El Salvador é um País centro-americano de 20 mil quilómetros quadrados e seis milhões e meio de habitantes. As principais gangs criminosas de Salvador (as maras) possuem dezenas de milhares de afiliados. O que torna as maras únicas no mundo é o amplo controle social e territorial. Em 2016 houve 5.278 assassinatos no País, uma média de dezoito por dia. Nos últimos cinco anos, 692 trabalhadores do transporte público morreram nas mãos das gangs. No mesmo período, 93 policiais foram mortos. Um afiliado da Mara Salvatrucha (conhecida também como MS-13), uma das mais importantes gangs salvadorenhas, ganha em média 15 Dólares por semana. Uma miséria.
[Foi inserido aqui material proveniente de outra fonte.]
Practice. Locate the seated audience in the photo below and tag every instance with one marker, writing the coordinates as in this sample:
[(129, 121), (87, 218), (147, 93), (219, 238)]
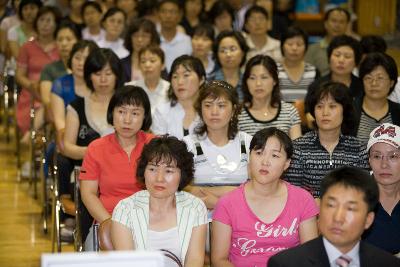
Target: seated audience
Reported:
[(202, 43), (220, 149), (336, 21), (108, 172), (379, 75), (330, 145), (266, 214), (113, 22), (151, 65), (349, 196), (295, 75), (141, 33), (92, 14), (256, 25), (163, 217), (174, 43), (344, 55), (230, 51), (178, 117), (384, 159), (262, 100)]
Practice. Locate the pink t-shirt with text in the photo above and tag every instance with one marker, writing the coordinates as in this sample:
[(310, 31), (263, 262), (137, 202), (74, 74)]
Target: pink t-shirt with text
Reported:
[(253, 242)]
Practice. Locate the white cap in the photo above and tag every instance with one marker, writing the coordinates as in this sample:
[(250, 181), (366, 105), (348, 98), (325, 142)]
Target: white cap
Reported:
[(386, 133)]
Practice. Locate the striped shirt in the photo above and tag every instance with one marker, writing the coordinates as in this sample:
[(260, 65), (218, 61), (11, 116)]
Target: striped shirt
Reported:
[(285, 119), (311, 161), (367, 124), (292, 90)]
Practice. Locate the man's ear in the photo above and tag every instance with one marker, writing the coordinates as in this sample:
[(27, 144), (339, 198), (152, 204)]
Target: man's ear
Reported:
[(369, 220)]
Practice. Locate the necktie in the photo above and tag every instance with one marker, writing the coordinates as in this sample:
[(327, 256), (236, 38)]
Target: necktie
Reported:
[(343, 261)]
Passou mais de um ano desde que Donald Trump começou a twittar sobre os “homens maus” do MS-13. Essa quadrilha é hoje a organização criminosa com maior peso na agenda sócio-política global, assunto ignorado até pouco tempo atrás e hoje alvo das atenções não apenas do Presidente dos Estados Unidos como também da imprensa internacional, dos estudiosos e da ONGs internacionais.

El Salvador e os salvadorenhos estão cada vez mais associados ao fenómeno aos olhos do mundo, como o cheiro do narcotráfico persegue a todos os colombianos; organizações como Médicos Sem Fronteiras ou International Crisis Group interessaram-se agora pelo que no País acontece há décadas.

Quantos são os membros das maras em El Salvador? Segundo as estimativas da Polícia Civil Nacional e da Direção Geral dos Centros Penais, em Junho do ano passado eram 64.587 os afiliados no País: 43.151 em liberdade e 21.436 encarcerados. Contas feitas, 1% da população de El Salvador faz parte das maras. Ou como afirma a Câmara Constitucional após a decisão de 2015: são terroristas.

É como se em Portugal houvesse uma gang com mais de 100 mil membros; ou mais de 2 milhões no Brasil. Isso ajuda a ter uma ideia da realidade de El Salvador. Mas os números não dizem tudo: o problema é muito maior, porque as maras são uma praga inequivocamente social, enraizada em centenas, milhares de comunidades empobrecidas em todo o território. Para cada afiliado, quase todos os homens, há pelo menos quatro ou cinco pessoas dependentes da actividade criminosa: esposas, filhos, familiares, simpatizantes, colaboradores.

Desde Janeiro de 2015, o governo da Frente Farabundo Martí para a Libertação Nacional (FMLN) recorreu à repressão mais brutal na tentativa de controlar as maras com práticas que violam os direitos humanos mais básicos e com o consentimento tácito perante os episódios das execuções extrajudiciais: a polícia comunicou ter morto 1.400 pessoas durante alegados confrontos com os criminosos. O punho de ferro seduz o eleitor salvadorenho, mas o Estado levou a denúncia de organizações como o Alto Comissariado das Nações Unidas para os Direitos Humanos. Se é que a ONU conta ainda algo…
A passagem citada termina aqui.